Dr Rajanikant Shankarrao Arole and Mabelle Rajanikant Arole pioneered a system of preventive medication in hopeless situations in Maharashtra; the World Health Organisation picked that up and promoted it in other countries. Ela Bhatt's Self-Employed Women's Association (SEWA) has become a model in scores of countries. Anil Aggarwal's work on clean air long preceded the follow-up later on steps to limit climate change, and his techniques for decentralised water management are now integral to local water management in villages. Rajesh Tandon's models for what he called participatory research have been adopted as almost standard in work among the disadvantaged.


Rajesh Tandon, PRIA among others: Participatory research, building alliances among societal development agencies

Tandon, who began with an engineering degree from IIT Kanpur followed by an MBA at IIM Calcutta and a PhD in the US, abandoned managerial ambitions to work in Indian villages. "I saw a disconnect between quantitative, instrumental knowledge and local views of knowledge that were more intuitive, emotive, practical, experiential," he says. "That disconnect began to bother me. The knowledge system of the expert was undermining the more rooted knowledge system." And so he developed methodologies to blend the two, such as developing a literacy primer for specific groups of village women arising from their world and the daily issues they deal with. At the many international conferences on development in the '90s, starting with the Earth Summit in Rio in 1992, these ideas were rapidly, and widely picked up.

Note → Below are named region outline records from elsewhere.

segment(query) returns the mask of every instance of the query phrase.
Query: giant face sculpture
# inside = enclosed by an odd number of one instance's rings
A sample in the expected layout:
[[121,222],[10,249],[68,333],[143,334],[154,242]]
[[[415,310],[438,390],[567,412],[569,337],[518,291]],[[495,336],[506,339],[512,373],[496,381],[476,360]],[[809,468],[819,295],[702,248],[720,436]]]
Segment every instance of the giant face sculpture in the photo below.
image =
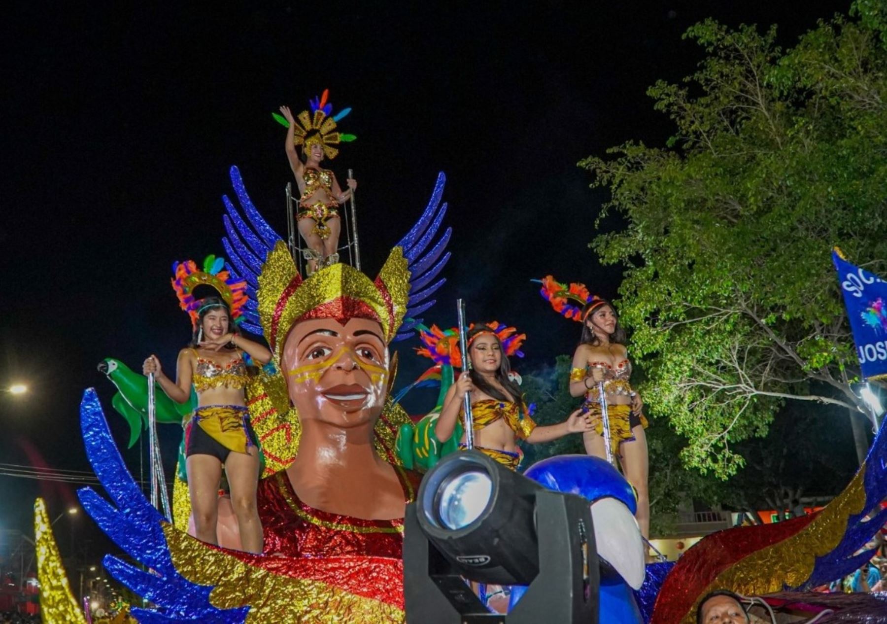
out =
[[381,326],[368,319],[296,323],[282,353],[289,398],[300,419],[349,429],[373,423],[385,403],[389,351]]

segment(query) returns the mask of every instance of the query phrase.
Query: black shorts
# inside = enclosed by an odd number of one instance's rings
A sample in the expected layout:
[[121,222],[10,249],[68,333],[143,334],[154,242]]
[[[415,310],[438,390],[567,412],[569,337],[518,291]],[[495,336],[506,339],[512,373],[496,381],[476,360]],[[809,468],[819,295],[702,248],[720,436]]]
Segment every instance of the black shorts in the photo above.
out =
[[[255,446],[255,433],[253,432],[253,428],[249,426],[248,423],[247,423],[247,430],[249,432],[252,446]],[[203,427],[199,423],[192,423],[191,431],[188,433],[188,446],[184,449],[186,458],[192,455],[212,455],[224,463],[232,453],[234,451],[204,431]]]
[[634,412],[632,412],[630,415],[628,415],[628,428],[629,429],[634,429],[635,427],[637,427],[640,424],[643,424],[640,422],[640,416],[639,416]]

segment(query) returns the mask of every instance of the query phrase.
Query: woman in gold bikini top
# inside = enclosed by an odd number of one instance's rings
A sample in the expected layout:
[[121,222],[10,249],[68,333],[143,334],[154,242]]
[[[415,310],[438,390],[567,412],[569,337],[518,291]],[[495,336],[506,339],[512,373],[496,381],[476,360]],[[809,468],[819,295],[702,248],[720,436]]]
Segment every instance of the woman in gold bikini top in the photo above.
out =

At least one simple reason that India has produced so many ideas for the world is that you name the problem, and we have it. But more because, says Tandon, "there is a democratic space available for experimentation, in an environment that is not suppressive, that is liberating in some way". And, talking Gandhi again, "India has a long tradition of people with all sorts of education and training coming to serve society", he adds.

They have worked to develop a new democracy that goes beyond a vote every five years or so; it's a continuing campaign to give disregarded choices a chance and the dispossessed a voice, but by producing the doable and deliverable. And when you have that, you don't petition a government with problems; you confront it with solutions.